Zweitens möchte ich die Einsamkeit als ein Beispiel für ein dunkles Tal nehmen. Und wir können das verstehen, weil Einsamkeit mit dem Gefühl zu tun hat, abgelehnt und allein gelassen zu werden. Es ist das Gefühl, nicht geliebt oder gewürdigt zu werden. Es ist das Gefühl großer Unsicherheit, weil es niemanden gibt, der sich um die allein gelassene Person kümmern wird. Daher können wir sagen, dass das Fehlen von Liebe und Wertschätzung das Fehlen von Licht zur Folge hat. Anders ausgedrückt: Die Liebe hat die Kraft, Leben zu schenken. Die Liebe hat die Kraft, Menschen aus der Dunkelheit zu holen. Vielleicht können wir über diese Aussage länger nachdenken. Die Liebe hat die Kraft der Schöpfung, denn sie kann den Menschen aus der Finsternis der Einsamkeit, der Unsicherheit und der Angst ins Leben und ins Licht holen. Und wir alle haben das Potenzial in uns als Spender der Liebe zu wirken und damit Spender des Lichtes zu sein. Wir können dies durch jeden Akt der Wertschätzung, der Liebe, der Ermutigung für andere tun. Wie kommen wir aber dazu? Und was, wenn wir uns selbst im Tal der Einsamkeit befinden? Wahrscheinlich, liebe Gemeinde, ist es so, dass nur wer sich seiner Einsamkeit bewusst ist und sie akzeptiert, kann die Einsamkeit der anderen sehen und sie aus ihrer Dunkelheit herausholen. Und wissen Sie? Wenn wir andere aus der Dunkelheit rausholen, werden auch wir mit ihnen aufgerichtet.

 

Liebe Gemeinde, lasst uns die dunklen Täler des Lebens nicht fürchten. Während wir durch die Täler des Lebens gehen, wird uns die Kraft gegeben, auszuhalten, zu bestehen und der Mut, aufrecht im Licht zu stehen.

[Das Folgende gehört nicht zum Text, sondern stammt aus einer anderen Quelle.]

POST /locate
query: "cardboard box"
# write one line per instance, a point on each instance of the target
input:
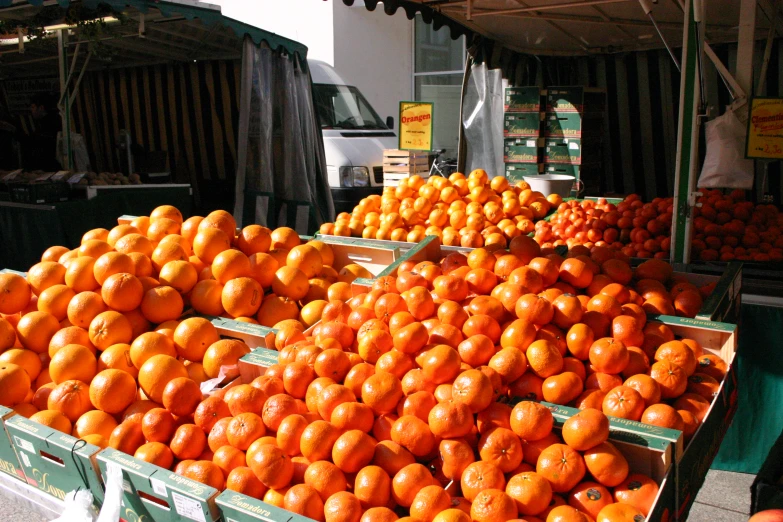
(719, 339)
(522, 124)
(256, 362)
(52, 461)
(517, 171)
(153, 493)
(522, 99)
(521, 150)
(9, 462)
(236, 507)
(570, 125)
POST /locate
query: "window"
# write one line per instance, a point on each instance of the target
(344, 107)
(438, 68)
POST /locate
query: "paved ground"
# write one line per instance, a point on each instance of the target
(725, 497)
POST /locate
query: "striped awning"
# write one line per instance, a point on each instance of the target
(208, 14)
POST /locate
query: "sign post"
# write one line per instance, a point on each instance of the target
(765, 129)
(416, 125)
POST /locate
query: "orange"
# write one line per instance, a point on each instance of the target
(54, 300)
(242, 297)
(112, 391)
(188, 442)
(562, 466)
(83, 308)
(493, 505)
(73, 362)
(158, 425)
(206, 296)
(586, 429)
(94, 422)
(181, 396)
(242, 480)
(155, 453)
(480, 476)
(27, 359)
(35, 330)
(193, 336)
(606, 464)
(79, 274)
(501, 447)
(209, 242)
(372, 487)
(71, 398)
(53, 419)
(180, 275)
(531, 492)
(108, 328)
(156, 373)
(271, 466)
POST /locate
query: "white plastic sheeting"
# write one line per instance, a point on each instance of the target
(482, 120)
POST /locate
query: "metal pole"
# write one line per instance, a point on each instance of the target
(687, 142)
(66, 115)
(671, 53)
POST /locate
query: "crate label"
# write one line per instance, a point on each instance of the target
(187, 507)
(158, 486)
(12, 175)
(76, 178)
(23, 444)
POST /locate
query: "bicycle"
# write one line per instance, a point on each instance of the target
(443, 167)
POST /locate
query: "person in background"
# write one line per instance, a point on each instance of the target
(40, 148)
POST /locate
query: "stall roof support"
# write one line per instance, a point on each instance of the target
(687, 142)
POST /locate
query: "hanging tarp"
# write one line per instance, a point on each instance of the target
(206, 13)
(281, 172)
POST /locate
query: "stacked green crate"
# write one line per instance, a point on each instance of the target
(572, 134)
(521, 132)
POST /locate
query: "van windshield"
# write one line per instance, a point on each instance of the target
(344, 107)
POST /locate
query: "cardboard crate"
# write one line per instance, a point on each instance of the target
(522, 99)
(574, 151)
(521, 150)
(406, 162)
(691, 469)
(570, 125)
(521, 124)
(236, 507)
(9, 461)
(52, 461)
(517, 171)
(153, 493)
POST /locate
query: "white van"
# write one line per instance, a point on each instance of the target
(354, 137)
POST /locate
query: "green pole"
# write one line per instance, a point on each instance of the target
(687, 141)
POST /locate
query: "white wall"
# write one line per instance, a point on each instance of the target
(373, 51)
(306, 21)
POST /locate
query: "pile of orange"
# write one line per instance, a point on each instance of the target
(470, 211)
(389, 406)
(726, 227)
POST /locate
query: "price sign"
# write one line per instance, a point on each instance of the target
(765, 129)
(416, 125)
(12, 175)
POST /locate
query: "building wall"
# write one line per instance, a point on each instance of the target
(373, 51)
(306, 21)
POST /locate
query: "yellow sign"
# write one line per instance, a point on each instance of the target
(765, 129)
(416, 126)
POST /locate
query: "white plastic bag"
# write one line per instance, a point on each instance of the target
(78, 507)
(112, 501)
(725, 165)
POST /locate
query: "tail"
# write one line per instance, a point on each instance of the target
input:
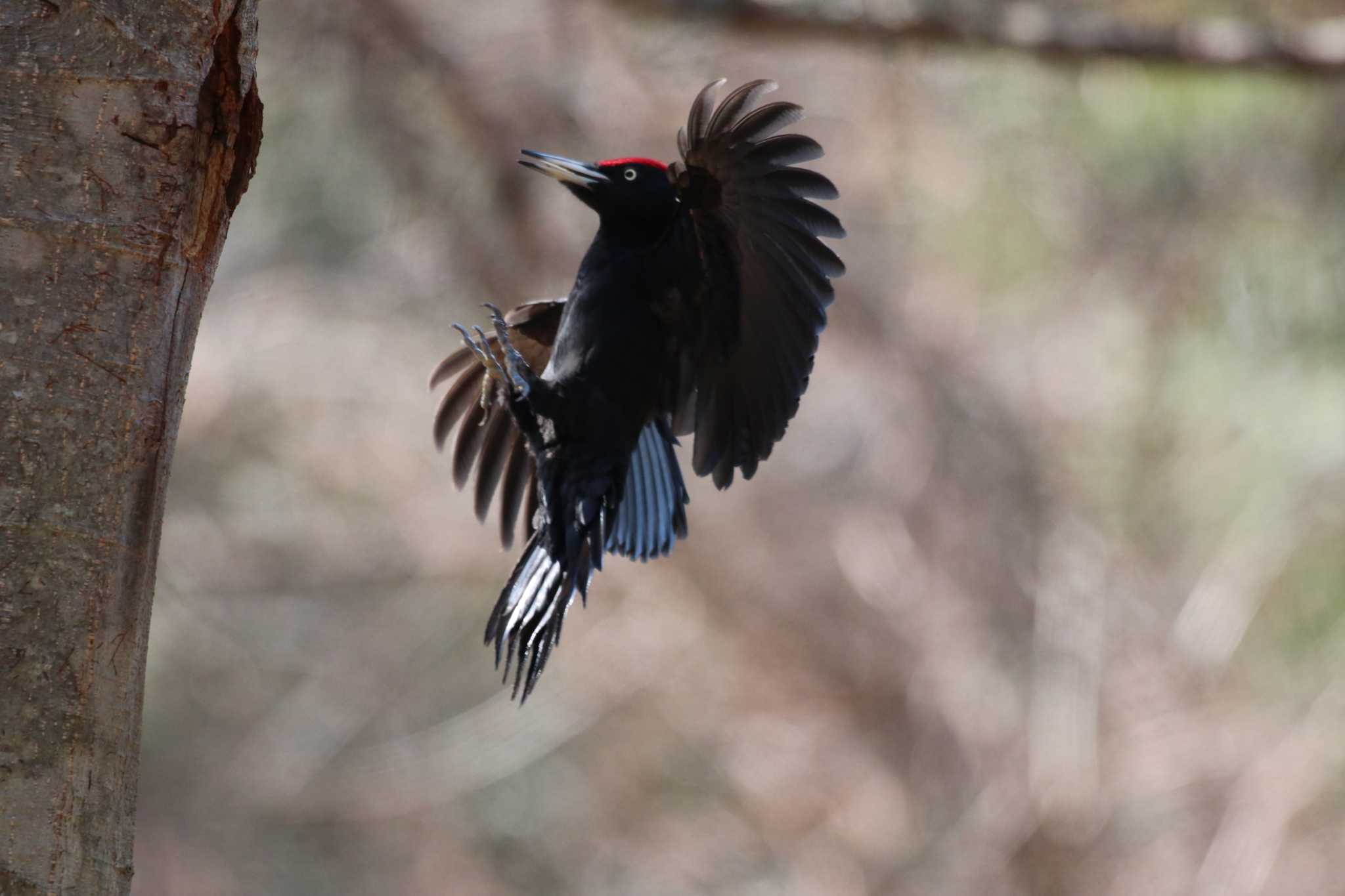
(526, 621)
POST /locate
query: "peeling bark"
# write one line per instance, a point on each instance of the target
(128, 133)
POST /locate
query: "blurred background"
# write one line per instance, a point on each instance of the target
(1043, 593)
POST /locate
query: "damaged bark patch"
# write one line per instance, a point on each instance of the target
(229, 125)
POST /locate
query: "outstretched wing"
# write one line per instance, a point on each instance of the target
(487, 437)
(762, 278)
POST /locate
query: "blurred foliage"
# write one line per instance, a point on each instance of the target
(1042, 594)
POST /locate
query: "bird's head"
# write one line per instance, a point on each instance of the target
(632, 196)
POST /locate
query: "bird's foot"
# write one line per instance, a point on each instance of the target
(481, 347)
(519, 373)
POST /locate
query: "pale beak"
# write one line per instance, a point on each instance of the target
(568, 171)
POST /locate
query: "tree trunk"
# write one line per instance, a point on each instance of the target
(128, 132)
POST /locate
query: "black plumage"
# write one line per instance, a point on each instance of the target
(695, 310)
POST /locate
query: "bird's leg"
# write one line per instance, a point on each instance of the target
(521, 375)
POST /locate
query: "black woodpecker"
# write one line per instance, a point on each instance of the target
(695, 310)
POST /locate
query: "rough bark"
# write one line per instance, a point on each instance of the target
(128, 132)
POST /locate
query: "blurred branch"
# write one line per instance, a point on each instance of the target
(1056, 35)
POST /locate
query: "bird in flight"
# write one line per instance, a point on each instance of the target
(695, 312)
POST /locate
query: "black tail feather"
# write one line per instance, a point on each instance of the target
(526, 621)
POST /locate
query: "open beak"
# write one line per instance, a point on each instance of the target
(568, 171)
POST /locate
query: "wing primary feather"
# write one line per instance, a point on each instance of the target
(736, 102)
(456, 400)
(695, 121)
(795, 182)
(665, 477)
(767, 120)
(450, 366)
(467, 445)
(780, 152)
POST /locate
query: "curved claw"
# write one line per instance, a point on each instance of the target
(519, 373)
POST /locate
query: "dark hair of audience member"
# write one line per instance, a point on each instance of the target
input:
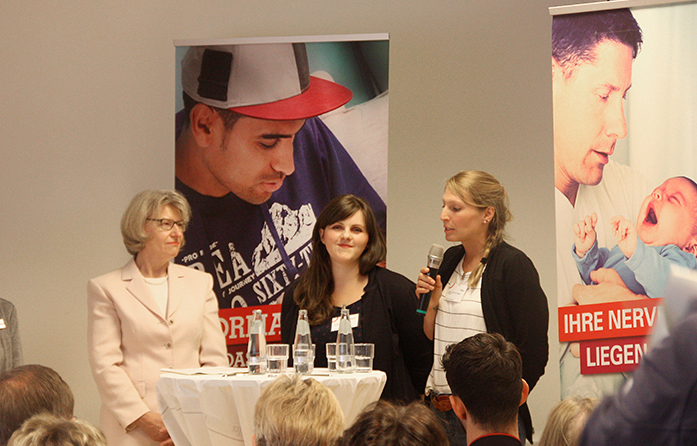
(389, 424)
(28, 390)
(495, 365)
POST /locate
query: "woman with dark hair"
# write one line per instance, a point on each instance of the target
(387, 424)
(485, 285)
(347, 244)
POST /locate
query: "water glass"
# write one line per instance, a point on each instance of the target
(364, 357)
(331, 357)
(277, 358)
(304, 360)
(345, 361)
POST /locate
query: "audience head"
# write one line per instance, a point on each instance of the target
(567, 420)
(148, 204)
(28, 390)
(387, 424)
(485, 373)
(293, 411)
(49, 430)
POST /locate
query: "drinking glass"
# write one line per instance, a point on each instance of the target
(277, 358)
(364, 357)
(304, 360)
(331, 357)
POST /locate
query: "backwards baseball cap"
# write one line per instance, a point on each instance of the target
(265, 81)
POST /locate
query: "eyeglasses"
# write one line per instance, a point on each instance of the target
(167, 223)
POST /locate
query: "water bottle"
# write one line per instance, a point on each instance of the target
(256, 348)
(345, 358)
(303, 356)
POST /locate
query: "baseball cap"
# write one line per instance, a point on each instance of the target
(261, 80)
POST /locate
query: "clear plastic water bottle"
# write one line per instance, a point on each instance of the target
(256, 348)
(303, 355)
(345, 356)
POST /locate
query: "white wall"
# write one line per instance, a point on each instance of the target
(86, 92)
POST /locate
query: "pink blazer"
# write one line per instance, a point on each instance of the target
(130, 339)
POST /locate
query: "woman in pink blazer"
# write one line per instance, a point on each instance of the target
(148, 315)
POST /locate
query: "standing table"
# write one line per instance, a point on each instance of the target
(214, 406)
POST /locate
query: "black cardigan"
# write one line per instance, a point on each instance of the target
(390, 321)
(514, 306)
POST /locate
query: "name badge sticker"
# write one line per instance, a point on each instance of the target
(352, 317)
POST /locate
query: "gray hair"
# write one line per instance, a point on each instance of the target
(148, 204)
(48, 430)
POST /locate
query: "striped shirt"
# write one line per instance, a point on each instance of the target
(459, 316)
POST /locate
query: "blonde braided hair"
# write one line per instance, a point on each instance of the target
(482, 190)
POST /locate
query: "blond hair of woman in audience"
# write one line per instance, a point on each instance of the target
(49, 430)
(292, 411)
(567, 420)
(388, 424)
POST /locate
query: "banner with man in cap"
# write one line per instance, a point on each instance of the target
(257, 165)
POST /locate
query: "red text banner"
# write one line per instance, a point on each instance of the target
(607, 320)
(612, 355)
(235, 323)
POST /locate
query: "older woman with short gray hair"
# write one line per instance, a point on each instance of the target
(148, 315)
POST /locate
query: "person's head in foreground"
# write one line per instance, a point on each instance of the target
(292, 411)
(567, 420)
(387, 424)
(28, 390)
(48, 430)
(485, 374)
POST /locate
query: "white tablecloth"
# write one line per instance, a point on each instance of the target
(217, 408)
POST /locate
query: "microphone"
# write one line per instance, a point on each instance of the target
(435, 257)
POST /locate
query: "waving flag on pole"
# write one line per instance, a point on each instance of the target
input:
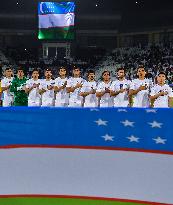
(86, 156)
(56, 20)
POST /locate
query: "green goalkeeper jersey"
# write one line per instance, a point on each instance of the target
(20, 97)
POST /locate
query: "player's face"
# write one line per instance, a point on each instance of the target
(35, 75)
(20, 73)
(121, 74)
(161, 79)
(106, 76)
(141, 73)
(48, 74)
(62, 72)
(8, 73)
(76, 72)
(91, 77)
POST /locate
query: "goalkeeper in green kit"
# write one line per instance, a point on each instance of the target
(18, 88)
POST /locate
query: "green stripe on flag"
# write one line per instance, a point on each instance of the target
(66, 33)
(59, 201)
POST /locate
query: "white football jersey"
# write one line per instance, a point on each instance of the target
(121, 100)
(161, 101)
(48, 96)
(90, 100)
(7, 96)
(62, 97)
(141, 99)
(74, 97)
(34, 93)
(106, 100)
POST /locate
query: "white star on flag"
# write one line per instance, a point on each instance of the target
(101, 122)
(127, 123)
(133, 139)
(155, 124)
(96, 110)
(159, 140)
(122, 110)
(108, 138)
(151, 111)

Jesus Christus hat den Tod nicht gefürchtet und durch seinen Mut und seine Liebe hat er die Finsternis überwunden und so bringt er uns alle ins Licht, wenn wir es auch wollen. Lasst uns diese Kraft aufrechterhalten, lasst uns alle Wege unseres Lebens mit Mut gehen und auch im finstern Tal im Herzen beten und singen: „fürchte ich kein Unglück; denn du bist bei mir“. Amen.